My server's actually been working faster than usual. Hmmm...


----------



## mkellogg

I've noticed a few issues every once in a while, but I can't seem to track down the source of the problems...  I'll keep looking.

Mike


----------



## Alundra

I have the same problem. And I received the same weird message that Venus twice (yesterday and today)

Alundra.


----------



## zebedee

Mike Kellogg's just rebooted the server about 2 minutes ago. It should work better now.


----------



## suzzzenn

> There seems to have been a slight problem with the database.
> Please try again by pressing the refresh button in your browser.
> 
> An E-Mail has been dispatched to our Technical Staff, who you can also contact if the problem persists.
> 
> We apologise for any inconvenience.


 
Just for the record, I got the same message for about an hour yesterday.
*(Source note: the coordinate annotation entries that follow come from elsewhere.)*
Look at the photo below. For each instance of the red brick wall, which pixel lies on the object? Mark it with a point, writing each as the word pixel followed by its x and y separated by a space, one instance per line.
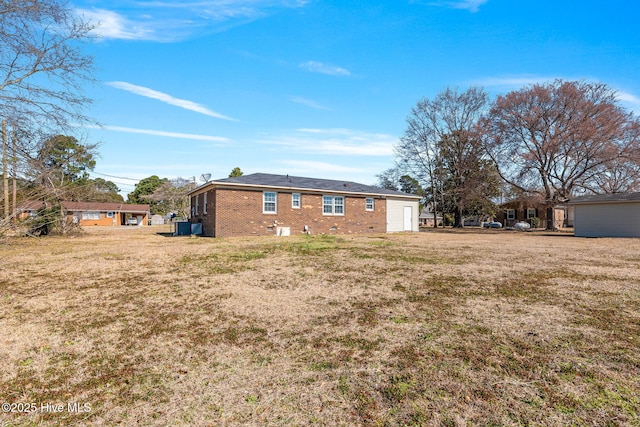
pixel 239 213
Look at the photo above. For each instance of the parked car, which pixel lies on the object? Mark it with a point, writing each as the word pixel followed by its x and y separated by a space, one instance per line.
pixel 492 224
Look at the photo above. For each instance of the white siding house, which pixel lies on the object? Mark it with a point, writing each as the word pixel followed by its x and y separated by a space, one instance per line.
pixel 402 214
pixel 607 215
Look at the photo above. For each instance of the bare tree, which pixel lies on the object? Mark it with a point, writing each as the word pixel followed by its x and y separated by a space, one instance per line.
pixel 556 138
pixel 429 123
pixel 172 196
pixel 470 180
pixel 42 65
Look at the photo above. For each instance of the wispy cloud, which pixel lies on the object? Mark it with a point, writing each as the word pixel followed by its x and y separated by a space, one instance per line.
pixel 168 99
pixel 322 68
pixel 308 102
pixel 168 21
pixel 343 142
pixel 163 133
pixel 472 6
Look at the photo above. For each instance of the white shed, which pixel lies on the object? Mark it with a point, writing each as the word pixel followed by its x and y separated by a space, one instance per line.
pixel 607 215
pixel 402 213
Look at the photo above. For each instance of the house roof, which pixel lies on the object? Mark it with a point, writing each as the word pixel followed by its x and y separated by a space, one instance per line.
pixel 606 198
pixel 87 206
pixel 105 206
pixel 264 180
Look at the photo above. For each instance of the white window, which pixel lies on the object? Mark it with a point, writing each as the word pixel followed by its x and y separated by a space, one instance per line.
pixel 295 200
pixel 368 203
pixel 90 215
pixel 269 202
pixel 333 205
pixel 204 204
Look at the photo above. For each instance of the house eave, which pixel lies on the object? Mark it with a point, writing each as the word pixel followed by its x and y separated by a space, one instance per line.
pixel 257 187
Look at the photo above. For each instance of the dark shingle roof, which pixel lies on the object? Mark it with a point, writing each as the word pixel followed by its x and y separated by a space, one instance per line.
pixel 297 182
pixel 606 198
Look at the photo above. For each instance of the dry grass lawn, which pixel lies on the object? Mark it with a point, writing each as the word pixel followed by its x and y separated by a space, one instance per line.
pixel 484 327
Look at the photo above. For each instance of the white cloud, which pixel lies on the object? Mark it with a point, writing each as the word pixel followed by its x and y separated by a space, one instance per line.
pixel 169 21
pixel 343 142
pixel 163 133
pixel 472 6
pixel 322 68
pixel 308 102
pixel 168 99
pixel 111 25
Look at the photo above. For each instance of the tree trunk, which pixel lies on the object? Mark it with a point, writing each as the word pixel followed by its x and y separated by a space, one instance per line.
pixel 551 224
pixel 457 218
pixel 5 176
pixel 14 212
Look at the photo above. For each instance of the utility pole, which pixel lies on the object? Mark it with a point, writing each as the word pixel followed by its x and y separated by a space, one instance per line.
pixel 5 177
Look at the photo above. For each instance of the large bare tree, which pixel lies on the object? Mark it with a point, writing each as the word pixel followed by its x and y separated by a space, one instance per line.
pixel 43 69
pixel 558 138
pixel 441 127
pixel 42 64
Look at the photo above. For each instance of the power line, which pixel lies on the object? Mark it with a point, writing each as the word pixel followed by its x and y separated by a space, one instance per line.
pixel 113 176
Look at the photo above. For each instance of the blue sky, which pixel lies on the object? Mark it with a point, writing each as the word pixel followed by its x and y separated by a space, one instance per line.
pixel 322 88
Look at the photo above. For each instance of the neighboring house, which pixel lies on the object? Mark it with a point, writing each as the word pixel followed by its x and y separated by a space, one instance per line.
pixel 607 215
pixel 527 209
pixel 94 213
pixel 426 217
pixel 264 204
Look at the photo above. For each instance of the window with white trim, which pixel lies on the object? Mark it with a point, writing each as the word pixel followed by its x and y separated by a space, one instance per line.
pixel 368 203
pixel 332 205
pixel 269 202
pixel 204 204
pixel 295 201
pixel 90 215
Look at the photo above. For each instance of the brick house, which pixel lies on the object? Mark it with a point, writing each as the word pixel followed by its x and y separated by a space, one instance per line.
pixel 530 210
pixel 264 204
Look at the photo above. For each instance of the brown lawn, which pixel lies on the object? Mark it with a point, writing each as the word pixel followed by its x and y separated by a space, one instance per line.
pixel 479 327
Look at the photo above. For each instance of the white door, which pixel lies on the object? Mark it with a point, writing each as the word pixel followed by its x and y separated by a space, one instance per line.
pixel 408 217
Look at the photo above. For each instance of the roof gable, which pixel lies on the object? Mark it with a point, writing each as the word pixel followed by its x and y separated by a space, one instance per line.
pixel 297 182
pixel 606 198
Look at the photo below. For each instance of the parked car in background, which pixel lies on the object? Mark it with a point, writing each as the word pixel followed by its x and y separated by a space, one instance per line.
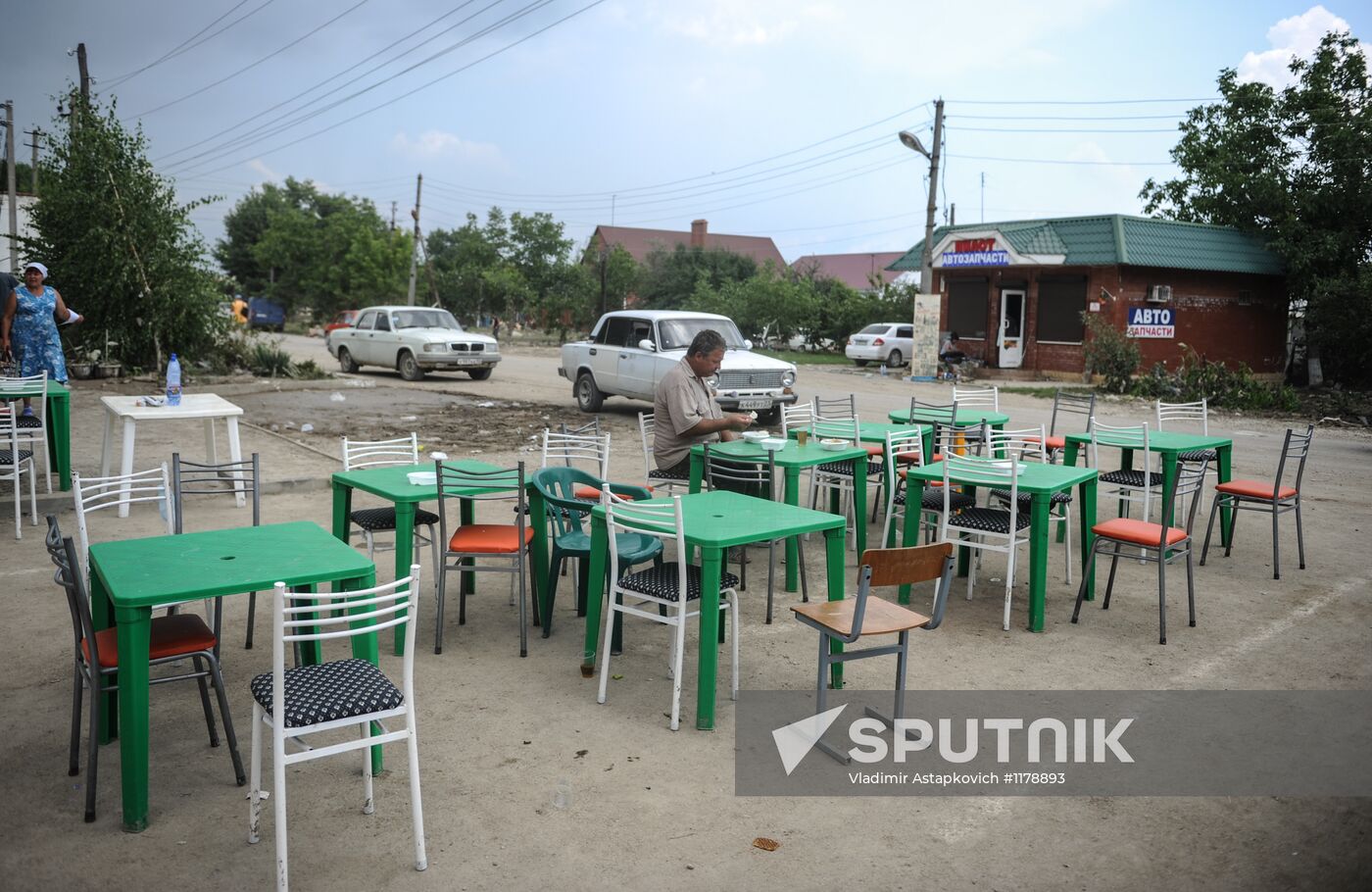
pixel 882 342
pixel 630 350
pixel 343 320
pixel 414 340
pixel 264 313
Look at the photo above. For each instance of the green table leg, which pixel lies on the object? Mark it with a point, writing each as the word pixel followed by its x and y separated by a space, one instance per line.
pixel 102 618
pixel 1225 455
pixel 834 576
pixel 59 432
pixel 133 626
pixel 466 517
pixel 1038 558
pixel 1087 496
pixel 594 594
pixel 792 494
pixel 709 662
pixel 404 556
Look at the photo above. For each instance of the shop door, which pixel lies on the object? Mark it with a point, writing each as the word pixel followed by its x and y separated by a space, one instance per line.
pixel 1010 342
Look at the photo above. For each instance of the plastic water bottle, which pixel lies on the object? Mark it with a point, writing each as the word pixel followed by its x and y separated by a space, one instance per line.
pixel 173 381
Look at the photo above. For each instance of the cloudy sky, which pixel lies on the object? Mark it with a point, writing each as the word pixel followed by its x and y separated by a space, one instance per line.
pixel 765 117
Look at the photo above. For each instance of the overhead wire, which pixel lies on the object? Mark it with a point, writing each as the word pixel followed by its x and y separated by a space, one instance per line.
pixel 251 65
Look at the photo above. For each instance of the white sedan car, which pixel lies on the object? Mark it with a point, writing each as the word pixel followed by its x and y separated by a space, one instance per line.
pixel 882 342
pixel 414 340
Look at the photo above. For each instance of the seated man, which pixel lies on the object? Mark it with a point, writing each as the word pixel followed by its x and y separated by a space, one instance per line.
pixel 950 354
pixel 685 411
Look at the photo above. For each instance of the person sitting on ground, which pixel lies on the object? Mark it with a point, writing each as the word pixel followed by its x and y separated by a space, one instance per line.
pixel 685 409
pixel 950 354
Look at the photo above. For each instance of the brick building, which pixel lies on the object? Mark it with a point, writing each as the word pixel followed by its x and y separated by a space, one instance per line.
pixel 1015 291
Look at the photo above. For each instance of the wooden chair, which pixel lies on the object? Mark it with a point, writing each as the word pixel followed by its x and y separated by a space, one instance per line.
pixel 662 594
pixel 853 619
pixel 349 693
pixel 96 662
pixel 1276 497
pixel 1158 542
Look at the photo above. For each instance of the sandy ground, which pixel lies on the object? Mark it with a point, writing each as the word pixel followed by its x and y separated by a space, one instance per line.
pixel 654 809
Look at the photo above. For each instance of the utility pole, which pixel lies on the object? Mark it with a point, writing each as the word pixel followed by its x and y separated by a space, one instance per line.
pixel 36 133
pixel 415 249
pixel 926 261
pixel 10 184
pixel 85 74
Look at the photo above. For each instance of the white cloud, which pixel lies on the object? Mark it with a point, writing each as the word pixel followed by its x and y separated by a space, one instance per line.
pixel 436 144
pixel 1297 36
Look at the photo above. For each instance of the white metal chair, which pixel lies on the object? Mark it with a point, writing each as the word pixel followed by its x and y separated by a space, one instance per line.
pixel 402 450
pixel 228 477
pixel 665 592
pixel 1028 445
pixel 13 463
pixel 484 546
pixel 658 477
pixel 977 397
pixel 985 528
pixel 1191 414
pixel 33 428
pixel 905 450
pixel 331 696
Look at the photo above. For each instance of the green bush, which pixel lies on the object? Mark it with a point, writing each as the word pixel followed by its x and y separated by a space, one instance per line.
pixel 1223 386
pixel 1110 353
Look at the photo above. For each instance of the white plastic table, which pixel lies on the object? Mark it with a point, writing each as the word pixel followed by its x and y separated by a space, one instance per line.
pixel 205 407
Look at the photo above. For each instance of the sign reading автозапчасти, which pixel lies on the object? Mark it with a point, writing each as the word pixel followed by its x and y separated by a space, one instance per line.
pixel 974 253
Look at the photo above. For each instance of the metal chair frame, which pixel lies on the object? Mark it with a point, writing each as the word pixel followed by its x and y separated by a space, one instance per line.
pixel 1296 446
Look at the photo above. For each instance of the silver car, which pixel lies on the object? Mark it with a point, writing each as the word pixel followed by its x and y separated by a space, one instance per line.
pixel 882 342
pixel 414 340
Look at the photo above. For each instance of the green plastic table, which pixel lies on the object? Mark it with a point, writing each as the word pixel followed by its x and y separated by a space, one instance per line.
pixel 1042 480
pixel 393 484
pixel 791 460
pixel 715 521
pixel 58 421
pixel 130 575
pixel 1170 443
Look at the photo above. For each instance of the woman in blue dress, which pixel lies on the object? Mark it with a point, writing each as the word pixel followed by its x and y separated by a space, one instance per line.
pixel 29 328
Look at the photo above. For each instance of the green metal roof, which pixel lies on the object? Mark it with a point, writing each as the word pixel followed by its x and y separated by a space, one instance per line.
pixel 1128 240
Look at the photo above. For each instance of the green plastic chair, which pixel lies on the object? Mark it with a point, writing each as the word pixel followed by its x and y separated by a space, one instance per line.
pixel 564 514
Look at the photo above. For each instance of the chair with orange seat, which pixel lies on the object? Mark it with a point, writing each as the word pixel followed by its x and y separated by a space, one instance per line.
pixel 1156 542
pixel 483 546
pixel 853 619
pixel 172 640
pixel 1275 497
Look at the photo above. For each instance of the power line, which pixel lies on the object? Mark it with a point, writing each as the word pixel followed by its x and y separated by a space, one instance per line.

There was an e-mail link to you, Mike, if this happens again would you like us to send you an e-mail? 

Susan


----------



## cuchuflete

Hi Susan...If there is a problem, it never hurts to communicate, or even over-communicate.  Normally if there is a server problem, one or more of the Mods contacts Mike...but we do sleep and take days off!  So your help is certainly appreciated.

A couple of obvious things to try before e-mailing Mike...be sure that you don't have a general slowdown caused by your ISP...just check the refresh speed for another site.

You may also wish to email or IM to another forero in another country to see if they too are experiencing the problem.  

There are multiple servers, and tonight one of them had a problem.  This left all of us with access to the WR dictionaries, but the main forum server, as Zeb mentioned, needed a reboot.  
Thanks,
Cuchu


----------



## mkellogg

Apparently these problems have been occurring to many of the forums using vBulletin software since the middle of this month.  I changed a few things just a 15 minutes ago.  Hopefully these "fixes" will help.

As for sending me an email when you get an error.  Please no.  I already get an email for each database error message that you see!  So you can imagine that I've received a few hundred emails over the last few days!

Mike


----------



## mkellogg

Well, it just happened again.  I guess the fixes didn't work.


----------



## mkellogg

I think I've fixed the issue.  Knock on wood.

Mike


----------



## SusieQ

I've been having some problems, but I am not sure if it is my browser or not, because I have not had any problems with any other page.  The thing is that sometimes when I try to post a reply it gives me that error page that says that the server was not found and when I click on "refresh" (which usually solves it very well) the next message I get is one that says that I have the wrong thread or something like that and I cannot post my reply.  
It doesn't happen all the time, but it does happen quite often for it to be an issue for me.  It has been happening for the past couple of days.  Hopefully  I won't have any problems today.
Just thought you ought to know.
P.S. It just happened right now trying to post this reply.
got this message
"Invalid Thread specified. If you followed a valid link, please notify the webmaster"
Is there anything I can do from here to prevent this?


----------



## mkellogg

Hi SusieQ,
If it IS a browser issue, then you can often fix it by clearing the cache (under options) in the web browser.  But the server has been having troubles lately, so I'm not sure that the problem is with your browser.
Mike


----------



## gotitadeleche

> Is everything ok with the forum? For the past two days now, it's been really slow. I mean, really slow. The forum page will take like 10 minutes to load. Well, after 10 mintues, I give up, and wait a while.
> 
> Today, when I tried to go to the forum page, I received a weird message. I wish I knew how to copy the image/page, but all I knew how to copy was the words. Here they are:
> 
> 
> Quote:
> There seems to have been a slight problem with the database.
> Please try again by pressing the refresh button in your browser.
> 
> An E-Mail has been dispatched to our Technical Staff, who you can also contact if the problem persists.
> 
> We apologise for any inconvenience.



I guess it hasn't been fixed yet. I am having the same problems.


----------



## gotitadeleche

Ooooops...sorry for posting twice. I had so much trouble getting the post to go out, I didn't know it went twice. Please eliminat one.

Again, very sorry 

*EDIT: Duplicate post deleted at your request.*


----------



## mzsweeett

Yes, I am having alot of the same problems posting here too!! Is there a bug in the website?? Wow...and I thought it was only me.....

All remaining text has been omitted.